Nesta quinta-feira (26), a moeda norte-americana encerrou a R$ 5,1389 (+0,27%).
Às 17h02 (horário de Brasília), o DXY, indicador que compara o dólar a uma cesta de seis divisas globais como euro e libra, avançava 0,09%, aos 97.793 pontos.
Segundo o especialista em investimentos da Nomad, Bruno Shahini, a alta do dólar frente ao real reflete um movimento principalmente associado a ajuste técnico antes da formação da Ptax de fim de mês.
“A correção também refletiu um ambiente externo mais cauteloso, diante das incertezas envolvendo as negociações nucleares entre Estados Unidos e Irã, que elevaram a aversão ao risco e sustentaram demanda no mercado por proteção”, observa.
Além disso, Shahini destaca que a piora do humor em Wall Street contribuiu para o fortalecimento da moeda americana. Dessa forma, o movimento interrompeu a sequência de cinco quedas do dólar frente o real, com um recuo acumulado de cerca de 2,20%, diz.
O que mexeu com o dólar hoje?
No exterior, Wall Street operou sem direção única, com o S&P 500 e o Nasdaq em queda, em uma reação morna aos resultados robustos divulgados pela Nvidia na quarta-feira (25), enquanto investidores continuam avaliando os riscos relacionados à inteligência artificial (IA).
Os investidores também acompanharam de perto os desdobramentos da terceira rodada de negociações entre Estados Unidos e Irã sobre o programa nuclear iraniano, com o petróleo apresentando volatilidade no mercado.
A expectativa é de que uma nova rodada de negociações entre os dois países seja realizada na próxima semana em Viena.
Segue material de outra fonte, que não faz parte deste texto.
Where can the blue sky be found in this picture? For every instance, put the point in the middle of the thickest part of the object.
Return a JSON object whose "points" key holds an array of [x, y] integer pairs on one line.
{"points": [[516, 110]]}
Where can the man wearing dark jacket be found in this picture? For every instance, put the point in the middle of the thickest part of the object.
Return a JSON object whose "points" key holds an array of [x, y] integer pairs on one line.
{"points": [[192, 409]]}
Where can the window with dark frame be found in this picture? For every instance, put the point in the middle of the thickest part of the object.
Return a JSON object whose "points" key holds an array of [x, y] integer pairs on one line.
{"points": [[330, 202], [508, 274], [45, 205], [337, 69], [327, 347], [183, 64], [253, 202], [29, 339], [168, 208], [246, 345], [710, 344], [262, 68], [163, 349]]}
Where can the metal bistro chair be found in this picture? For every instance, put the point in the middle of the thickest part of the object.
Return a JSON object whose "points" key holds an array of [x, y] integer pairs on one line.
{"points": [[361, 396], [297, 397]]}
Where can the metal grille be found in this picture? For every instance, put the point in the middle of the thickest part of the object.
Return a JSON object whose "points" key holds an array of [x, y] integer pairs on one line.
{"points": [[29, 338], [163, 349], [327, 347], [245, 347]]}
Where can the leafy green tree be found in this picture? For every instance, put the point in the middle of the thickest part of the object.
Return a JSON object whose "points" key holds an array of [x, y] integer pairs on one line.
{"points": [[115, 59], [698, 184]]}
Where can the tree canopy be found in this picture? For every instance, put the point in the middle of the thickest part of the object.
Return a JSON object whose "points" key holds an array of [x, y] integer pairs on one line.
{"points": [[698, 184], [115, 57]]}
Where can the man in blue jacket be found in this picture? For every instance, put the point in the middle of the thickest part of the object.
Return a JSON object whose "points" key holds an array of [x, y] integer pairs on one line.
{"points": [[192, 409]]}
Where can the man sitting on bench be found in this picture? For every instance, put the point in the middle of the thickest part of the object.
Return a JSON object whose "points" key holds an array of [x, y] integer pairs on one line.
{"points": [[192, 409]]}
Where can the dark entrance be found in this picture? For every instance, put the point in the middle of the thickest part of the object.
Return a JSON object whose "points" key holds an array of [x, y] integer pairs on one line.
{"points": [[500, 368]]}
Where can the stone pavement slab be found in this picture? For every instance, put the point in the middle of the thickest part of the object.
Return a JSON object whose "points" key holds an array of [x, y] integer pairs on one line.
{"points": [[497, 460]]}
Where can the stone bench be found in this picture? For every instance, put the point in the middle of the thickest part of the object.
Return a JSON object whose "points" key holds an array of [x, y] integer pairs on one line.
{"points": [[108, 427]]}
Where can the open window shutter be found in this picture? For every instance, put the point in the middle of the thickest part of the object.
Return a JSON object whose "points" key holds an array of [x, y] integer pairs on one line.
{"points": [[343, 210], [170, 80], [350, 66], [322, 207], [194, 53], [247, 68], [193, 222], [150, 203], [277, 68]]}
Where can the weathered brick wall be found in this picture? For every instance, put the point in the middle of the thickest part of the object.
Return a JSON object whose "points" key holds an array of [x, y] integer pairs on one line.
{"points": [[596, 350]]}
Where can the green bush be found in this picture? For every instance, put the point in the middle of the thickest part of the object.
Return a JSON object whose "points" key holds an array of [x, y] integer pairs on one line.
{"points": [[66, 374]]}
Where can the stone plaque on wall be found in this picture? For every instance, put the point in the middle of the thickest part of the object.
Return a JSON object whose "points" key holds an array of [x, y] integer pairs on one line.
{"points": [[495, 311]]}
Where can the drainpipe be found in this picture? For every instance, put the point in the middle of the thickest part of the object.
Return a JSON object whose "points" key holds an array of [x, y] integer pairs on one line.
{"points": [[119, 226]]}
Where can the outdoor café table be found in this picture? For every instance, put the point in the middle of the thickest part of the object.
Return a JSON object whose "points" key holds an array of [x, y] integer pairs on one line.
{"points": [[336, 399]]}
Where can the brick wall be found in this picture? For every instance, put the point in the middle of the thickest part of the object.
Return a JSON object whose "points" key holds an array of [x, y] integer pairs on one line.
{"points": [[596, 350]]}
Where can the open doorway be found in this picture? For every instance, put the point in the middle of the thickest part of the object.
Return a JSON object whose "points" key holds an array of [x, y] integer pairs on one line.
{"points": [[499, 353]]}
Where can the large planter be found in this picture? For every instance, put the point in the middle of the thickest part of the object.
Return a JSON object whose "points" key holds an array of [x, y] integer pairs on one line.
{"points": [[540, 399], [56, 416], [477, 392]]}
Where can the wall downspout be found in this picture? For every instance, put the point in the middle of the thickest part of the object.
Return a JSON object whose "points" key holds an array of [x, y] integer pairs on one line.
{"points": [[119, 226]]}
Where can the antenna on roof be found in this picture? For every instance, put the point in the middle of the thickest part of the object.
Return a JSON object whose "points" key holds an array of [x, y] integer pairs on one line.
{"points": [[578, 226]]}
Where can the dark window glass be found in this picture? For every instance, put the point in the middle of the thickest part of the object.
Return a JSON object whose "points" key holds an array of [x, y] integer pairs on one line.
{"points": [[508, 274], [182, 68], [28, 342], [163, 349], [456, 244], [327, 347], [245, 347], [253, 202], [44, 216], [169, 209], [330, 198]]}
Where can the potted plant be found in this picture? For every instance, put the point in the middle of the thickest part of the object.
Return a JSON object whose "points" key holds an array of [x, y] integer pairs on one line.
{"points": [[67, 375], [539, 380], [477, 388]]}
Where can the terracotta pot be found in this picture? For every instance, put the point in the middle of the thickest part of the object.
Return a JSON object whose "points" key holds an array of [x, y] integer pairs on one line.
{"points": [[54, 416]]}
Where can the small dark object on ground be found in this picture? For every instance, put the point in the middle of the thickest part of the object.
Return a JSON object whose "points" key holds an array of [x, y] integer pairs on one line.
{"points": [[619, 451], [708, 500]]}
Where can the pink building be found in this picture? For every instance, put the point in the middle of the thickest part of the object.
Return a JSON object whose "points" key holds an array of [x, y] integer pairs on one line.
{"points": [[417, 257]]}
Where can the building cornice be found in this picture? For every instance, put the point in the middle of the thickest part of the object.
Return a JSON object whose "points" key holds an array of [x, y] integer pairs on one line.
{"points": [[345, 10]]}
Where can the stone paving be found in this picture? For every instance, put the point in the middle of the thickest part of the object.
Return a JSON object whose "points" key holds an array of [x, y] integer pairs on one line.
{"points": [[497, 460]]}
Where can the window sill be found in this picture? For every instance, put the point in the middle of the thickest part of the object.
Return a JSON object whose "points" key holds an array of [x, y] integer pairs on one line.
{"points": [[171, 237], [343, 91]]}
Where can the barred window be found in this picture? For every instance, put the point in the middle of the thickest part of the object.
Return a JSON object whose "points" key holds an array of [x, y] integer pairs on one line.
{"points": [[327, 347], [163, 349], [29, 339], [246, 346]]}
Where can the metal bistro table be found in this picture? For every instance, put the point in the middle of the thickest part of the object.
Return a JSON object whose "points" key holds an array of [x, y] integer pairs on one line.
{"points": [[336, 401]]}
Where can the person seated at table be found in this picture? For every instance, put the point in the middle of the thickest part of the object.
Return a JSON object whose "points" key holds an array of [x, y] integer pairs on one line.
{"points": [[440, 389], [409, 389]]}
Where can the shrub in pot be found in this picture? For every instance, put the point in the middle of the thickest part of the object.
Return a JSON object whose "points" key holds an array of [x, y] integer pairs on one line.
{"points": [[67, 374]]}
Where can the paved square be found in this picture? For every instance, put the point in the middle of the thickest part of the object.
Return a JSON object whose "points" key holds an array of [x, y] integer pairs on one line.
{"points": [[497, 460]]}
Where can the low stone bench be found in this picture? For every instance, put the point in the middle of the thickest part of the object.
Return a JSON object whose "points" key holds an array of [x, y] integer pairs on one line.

No cenário doméstico, a temporada de balanços apresentou reação mista no pregão de hoje, com Marcopolo (POMO4) avançando quase 5% após lucro acima do esperado, enquanto Rede D’Or (RDOR3) perdia mais de 3%.
Mais cedo, a Fundação Getulio Vargas (FGV) informou que o Índice Geral de Preços-Mercado (IGP-M) caiu 0,73% em fevereiro, mais do que o esperado pelo mercado e revertendo a alta de 0,41% registrada em janeiro, diante do forte recuo dos preços no atacado.